Getting a result at Everton is going to be a tall order for an Arsenal side struggling on their worst league run for more than 40 years – but they are not entirely without hope.
The Toffees are enjoying an excellent season under Carlo Ancelotti, finding themselves in fifth place in the Premier League and having racked up notable victories over Tottenham, Chelsea and Leicester.
The have scored freely – some 23 goals so far – and have a striker in Dominic Calvert-Lewin in the form of his life.
That said, only Liverpool have conceded more goals among the teams in the top half of the table and they have also shown better form on the road than they have at Goodison Park, averaging 1.6 points per game at home against 1.86 points per game away.
In short, Everton score plenty and attack well, but they also give up chances.
To that end, if Arsenal are going to get something from their trip north, they will have to be bold, much bolder than they have been for a while. They will need to show the sort of ambition and willingness to get forward that we saw a rare glimpse of in the second half against Southampton on Wednesday.
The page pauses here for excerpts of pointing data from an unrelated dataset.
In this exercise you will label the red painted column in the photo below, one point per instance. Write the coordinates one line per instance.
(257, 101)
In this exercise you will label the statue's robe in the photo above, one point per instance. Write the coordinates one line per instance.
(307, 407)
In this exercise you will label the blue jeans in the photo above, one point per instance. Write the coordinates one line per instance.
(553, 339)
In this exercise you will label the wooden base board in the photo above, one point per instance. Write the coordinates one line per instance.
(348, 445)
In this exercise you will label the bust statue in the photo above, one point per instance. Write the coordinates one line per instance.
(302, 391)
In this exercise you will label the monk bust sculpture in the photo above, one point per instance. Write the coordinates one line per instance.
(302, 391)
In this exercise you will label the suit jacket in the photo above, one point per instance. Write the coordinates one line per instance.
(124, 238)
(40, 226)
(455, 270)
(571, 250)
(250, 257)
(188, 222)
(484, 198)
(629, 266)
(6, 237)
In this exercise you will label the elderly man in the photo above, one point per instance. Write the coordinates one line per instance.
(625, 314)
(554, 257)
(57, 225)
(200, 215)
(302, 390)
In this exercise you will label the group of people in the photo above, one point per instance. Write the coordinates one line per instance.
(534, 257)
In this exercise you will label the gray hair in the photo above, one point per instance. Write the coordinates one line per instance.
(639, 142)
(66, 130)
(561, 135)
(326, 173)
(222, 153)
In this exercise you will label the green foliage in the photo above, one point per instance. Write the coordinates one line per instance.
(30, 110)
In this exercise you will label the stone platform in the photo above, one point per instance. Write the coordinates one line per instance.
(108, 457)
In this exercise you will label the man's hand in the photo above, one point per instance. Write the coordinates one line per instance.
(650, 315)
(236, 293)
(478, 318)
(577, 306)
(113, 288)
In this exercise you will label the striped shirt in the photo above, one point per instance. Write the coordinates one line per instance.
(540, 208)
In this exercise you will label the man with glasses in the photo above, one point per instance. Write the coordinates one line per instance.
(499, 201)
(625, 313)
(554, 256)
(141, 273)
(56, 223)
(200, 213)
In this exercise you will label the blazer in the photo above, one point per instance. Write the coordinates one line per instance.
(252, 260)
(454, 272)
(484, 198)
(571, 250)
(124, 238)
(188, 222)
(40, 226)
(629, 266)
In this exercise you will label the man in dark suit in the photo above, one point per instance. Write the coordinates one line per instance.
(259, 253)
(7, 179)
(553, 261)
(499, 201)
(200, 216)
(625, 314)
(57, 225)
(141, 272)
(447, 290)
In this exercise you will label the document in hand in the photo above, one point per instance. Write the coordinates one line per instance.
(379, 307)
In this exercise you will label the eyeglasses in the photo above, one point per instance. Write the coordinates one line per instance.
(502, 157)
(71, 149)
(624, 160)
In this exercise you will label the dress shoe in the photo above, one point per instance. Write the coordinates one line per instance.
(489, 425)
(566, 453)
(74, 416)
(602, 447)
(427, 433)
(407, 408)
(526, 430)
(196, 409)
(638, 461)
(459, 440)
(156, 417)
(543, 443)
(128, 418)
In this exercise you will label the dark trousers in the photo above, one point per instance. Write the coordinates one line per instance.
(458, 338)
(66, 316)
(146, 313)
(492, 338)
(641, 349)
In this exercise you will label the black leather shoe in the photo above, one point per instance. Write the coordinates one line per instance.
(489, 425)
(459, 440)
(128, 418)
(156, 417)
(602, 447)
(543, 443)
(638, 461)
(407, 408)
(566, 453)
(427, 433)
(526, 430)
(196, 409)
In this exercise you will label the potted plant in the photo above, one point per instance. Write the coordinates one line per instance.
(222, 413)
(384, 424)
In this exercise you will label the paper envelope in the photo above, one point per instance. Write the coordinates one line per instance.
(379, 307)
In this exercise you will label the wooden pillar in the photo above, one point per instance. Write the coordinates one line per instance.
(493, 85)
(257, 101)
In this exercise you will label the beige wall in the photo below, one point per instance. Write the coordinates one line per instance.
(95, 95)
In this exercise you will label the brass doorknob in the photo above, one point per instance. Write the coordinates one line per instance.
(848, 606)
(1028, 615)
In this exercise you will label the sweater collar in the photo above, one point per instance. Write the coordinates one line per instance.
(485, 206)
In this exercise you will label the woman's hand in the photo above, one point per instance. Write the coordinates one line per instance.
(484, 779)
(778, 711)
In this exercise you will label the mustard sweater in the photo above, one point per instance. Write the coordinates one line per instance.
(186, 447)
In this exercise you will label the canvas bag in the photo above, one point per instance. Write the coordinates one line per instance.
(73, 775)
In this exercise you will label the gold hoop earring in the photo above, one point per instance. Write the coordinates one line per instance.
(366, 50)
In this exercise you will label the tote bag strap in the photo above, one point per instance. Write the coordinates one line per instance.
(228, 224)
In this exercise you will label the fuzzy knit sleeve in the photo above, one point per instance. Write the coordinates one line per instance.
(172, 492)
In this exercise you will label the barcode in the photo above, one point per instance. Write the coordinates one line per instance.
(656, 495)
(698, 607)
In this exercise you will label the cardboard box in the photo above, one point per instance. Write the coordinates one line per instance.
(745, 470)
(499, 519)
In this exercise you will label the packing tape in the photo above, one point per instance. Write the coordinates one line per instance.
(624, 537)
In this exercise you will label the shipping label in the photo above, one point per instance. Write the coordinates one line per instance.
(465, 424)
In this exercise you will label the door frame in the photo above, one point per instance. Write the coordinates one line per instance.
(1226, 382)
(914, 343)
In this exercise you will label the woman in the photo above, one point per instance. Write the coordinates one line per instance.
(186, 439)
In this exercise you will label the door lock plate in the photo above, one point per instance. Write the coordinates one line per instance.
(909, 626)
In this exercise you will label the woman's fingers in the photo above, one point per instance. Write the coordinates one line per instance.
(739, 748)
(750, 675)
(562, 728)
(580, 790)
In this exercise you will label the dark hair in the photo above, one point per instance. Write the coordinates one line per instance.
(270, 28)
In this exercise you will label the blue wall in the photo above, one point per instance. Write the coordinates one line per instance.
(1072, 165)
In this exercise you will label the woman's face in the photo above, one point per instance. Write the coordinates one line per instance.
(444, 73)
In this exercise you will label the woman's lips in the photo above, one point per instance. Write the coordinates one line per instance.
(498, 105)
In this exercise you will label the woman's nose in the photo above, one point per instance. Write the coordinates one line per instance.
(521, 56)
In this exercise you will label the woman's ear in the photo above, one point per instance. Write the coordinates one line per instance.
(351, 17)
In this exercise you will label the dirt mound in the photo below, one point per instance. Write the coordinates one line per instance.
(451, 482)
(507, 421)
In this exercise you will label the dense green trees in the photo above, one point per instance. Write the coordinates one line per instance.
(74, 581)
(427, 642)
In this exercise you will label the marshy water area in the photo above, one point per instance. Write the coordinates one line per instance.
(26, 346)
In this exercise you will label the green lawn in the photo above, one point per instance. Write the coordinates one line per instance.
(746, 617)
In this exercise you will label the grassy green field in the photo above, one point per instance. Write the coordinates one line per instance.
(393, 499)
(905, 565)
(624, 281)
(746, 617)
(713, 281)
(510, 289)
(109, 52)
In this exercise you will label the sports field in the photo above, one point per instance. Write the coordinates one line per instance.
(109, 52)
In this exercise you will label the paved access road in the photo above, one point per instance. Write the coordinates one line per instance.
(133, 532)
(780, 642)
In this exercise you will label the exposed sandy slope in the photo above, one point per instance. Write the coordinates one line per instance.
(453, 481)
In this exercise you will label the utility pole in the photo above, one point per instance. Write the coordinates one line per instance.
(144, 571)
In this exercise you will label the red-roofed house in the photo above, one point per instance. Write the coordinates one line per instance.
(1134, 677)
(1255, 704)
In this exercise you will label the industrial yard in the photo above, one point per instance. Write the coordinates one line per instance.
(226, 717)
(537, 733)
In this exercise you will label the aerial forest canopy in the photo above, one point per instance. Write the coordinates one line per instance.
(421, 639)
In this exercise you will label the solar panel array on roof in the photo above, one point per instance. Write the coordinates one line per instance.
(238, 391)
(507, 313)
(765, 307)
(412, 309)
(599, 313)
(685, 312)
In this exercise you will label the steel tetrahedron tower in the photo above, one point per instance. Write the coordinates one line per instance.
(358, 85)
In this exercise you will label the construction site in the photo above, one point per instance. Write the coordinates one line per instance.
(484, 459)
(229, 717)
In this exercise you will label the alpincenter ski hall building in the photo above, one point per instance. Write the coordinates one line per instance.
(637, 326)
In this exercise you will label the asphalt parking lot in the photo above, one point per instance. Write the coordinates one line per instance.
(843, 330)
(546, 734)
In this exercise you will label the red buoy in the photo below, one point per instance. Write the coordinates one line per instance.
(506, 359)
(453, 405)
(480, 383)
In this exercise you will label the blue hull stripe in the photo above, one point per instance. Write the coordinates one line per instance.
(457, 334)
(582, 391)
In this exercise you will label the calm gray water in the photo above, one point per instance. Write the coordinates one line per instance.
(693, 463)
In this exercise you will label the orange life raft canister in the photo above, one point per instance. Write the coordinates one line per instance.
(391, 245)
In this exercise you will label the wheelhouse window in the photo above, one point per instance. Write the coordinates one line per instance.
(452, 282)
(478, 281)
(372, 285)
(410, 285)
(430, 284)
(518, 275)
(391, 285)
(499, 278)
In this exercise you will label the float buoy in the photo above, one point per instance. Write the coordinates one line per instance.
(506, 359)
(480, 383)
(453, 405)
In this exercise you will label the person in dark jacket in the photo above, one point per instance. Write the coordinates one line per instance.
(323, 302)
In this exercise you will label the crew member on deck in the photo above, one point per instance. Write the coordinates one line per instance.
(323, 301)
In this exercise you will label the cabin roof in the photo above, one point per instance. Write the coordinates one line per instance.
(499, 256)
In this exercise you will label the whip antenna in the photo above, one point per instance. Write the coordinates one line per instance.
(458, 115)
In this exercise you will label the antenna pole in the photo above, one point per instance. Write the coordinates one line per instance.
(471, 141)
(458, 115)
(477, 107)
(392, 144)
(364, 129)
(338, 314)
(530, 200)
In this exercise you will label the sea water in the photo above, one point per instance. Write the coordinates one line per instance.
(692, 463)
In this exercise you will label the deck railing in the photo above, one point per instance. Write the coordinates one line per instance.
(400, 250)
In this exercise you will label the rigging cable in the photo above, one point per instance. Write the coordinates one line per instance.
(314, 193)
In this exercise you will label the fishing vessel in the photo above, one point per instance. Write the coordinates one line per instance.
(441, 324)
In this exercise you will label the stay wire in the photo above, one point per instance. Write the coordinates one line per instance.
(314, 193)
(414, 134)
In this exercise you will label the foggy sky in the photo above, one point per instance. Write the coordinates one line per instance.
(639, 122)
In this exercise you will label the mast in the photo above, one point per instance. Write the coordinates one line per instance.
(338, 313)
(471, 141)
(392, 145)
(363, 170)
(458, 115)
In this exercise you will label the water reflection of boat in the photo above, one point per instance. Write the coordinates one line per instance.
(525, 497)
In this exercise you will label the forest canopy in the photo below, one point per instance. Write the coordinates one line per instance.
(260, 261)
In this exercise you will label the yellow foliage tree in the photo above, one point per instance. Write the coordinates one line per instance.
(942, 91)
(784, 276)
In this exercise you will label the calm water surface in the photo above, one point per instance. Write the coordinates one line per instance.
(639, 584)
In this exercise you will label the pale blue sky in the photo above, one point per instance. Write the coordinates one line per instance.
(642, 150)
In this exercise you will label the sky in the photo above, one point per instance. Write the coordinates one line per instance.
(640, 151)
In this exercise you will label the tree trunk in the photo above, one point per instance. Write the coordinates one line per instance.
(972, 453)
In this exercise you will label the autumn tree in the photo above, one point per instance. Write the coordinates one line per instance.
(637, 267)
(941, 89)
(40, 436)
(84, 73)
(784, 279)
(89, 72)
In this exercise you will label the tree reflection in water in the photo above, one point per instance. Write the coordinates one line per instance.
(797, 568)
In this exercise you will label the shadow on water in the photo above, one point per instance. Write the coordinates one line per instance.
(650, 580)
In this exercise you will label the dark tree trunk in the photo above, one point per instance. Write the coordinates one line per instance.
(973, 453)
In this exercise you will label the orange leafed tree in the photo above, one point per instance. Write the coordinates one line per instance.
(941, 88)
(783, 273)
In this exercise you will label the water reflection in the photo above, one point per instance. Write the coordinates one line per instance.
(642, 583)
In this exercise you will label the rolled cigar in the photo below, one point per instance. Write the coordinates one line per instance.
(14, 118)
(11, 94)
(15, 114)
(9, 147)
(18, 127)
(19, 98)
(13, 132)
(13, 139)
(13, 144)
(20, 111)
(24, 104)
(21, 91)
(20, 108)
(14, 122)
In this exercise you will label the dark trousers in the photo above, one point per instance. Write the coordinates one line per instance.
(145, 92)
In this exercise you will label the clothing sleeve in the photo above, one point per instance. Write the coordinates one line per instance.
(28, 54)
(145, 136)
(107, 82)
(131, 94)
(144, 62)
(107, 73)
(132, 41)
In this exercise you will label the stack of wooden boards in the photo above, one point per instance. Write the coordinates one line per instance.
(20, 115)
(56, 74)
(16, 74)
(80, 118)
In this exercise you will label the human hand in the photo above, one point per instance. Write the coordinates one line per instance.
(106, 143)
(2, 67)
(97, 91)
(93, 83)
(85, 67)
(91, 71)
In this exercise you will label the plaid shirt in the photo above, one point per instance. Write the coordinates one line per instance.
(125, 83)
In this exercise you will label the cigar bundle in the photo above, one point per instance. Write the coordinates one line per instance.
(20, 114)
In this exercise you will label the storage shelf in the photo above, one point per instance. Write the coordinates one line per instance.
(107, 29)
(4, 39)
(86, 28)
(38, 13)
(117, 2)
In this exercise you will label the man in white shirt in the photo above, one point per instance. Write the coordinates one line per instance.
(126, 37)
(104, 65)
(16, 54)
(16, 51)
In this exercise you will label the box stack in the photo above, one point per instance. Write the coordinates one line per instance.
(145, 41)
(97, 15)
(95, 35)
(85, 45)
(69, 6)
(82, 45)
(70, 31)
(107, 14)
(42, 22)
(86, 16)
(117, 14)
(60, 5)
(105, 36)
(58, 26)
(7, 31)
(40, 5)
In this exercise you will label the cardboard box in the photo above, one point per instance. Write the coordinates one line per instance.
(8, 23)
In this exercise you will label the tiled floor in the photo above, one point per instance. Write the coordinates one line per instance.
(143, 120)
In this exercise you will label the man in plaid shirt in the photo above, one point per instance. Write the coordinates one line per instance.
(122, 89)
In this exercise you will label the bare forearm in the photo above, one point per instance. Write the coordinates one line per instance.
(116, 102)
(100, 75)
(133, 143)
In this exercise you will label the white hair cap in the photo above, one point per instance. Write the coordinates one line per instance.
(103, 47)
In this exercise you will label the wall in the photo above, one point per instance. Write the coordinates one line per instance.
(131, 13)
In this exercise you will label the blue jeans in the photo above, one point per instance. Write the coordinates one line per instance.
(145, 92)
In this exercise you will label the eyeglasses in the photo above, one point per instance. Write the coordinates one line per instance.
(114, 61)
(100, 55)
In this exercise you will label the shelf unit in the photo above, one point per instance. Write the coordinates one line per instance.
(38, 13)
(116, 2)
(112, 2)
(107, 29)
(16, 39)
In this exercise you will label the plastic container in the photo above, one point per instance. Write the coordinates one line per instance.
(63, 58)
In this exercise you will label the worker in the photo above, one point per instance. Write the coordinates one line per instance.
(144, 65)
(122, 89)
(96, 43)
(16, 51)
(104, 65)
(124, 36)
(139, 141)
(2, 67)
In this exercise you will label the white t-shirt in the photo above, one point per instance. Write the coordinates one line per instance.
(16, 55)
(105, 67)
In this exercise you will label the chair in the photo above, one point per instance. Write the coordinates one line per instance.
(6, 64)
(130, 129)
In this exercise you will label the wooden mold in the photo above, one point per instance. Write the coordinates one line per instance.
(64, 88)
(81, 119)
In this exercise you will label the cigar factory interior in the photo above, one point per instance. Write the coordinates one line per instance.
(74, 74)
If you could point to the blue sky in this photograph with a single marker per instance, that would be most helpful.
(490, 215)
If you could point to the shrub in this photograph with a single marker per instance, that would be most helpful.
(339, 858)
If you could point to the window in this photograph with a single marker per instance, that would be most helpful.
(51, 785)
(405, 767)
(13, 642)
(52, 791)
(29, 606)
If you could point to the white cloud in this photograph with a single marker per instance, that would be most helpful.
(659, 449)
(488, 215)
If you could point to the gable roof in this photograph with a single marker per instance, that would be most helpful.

In that all-too-fleeting period they showed that, if they can get Pierre-Emerick Aubameyang into a scoring position, he will score. It’s that simple. In Bukayo Saka and Nicolas Pepe, they have wide players who can run at the opponents and get into dangerous areas too. They need to maximise their talents and potential by finding a way to get the ball to them with regularity and in areas where they can hurt the opposition.
And it doesn’t necessarily mean we have to sacrifice our recent defensive rigour in order to achieve those aims, it could simply be a matter of being braver. Both Aubameyang and Bernd Leno (as well as Theo Walcott) have alluded to a lack of confidence among the Arsenal players in their recent run and anyone who has watched the Gunners of late could attest to a palpable sense of fear in their football.
Casting off those doubts and playing with greater freedom is going to be essential in order to lift themselves out of their current funk. I don’t expect miracles, and anyone who does is being naive, but I would like to see this team get back to playing the sort of football we were once famed for. That doesn’t mean committing 10 men to the attack and praying we can avoid the counter, but it does mean better movement, quicker passing, and more ambition.
I’m not confident we can take much from Everton in their current form but it’s certainly not a hopeless task. It only takes a goal to turn things around.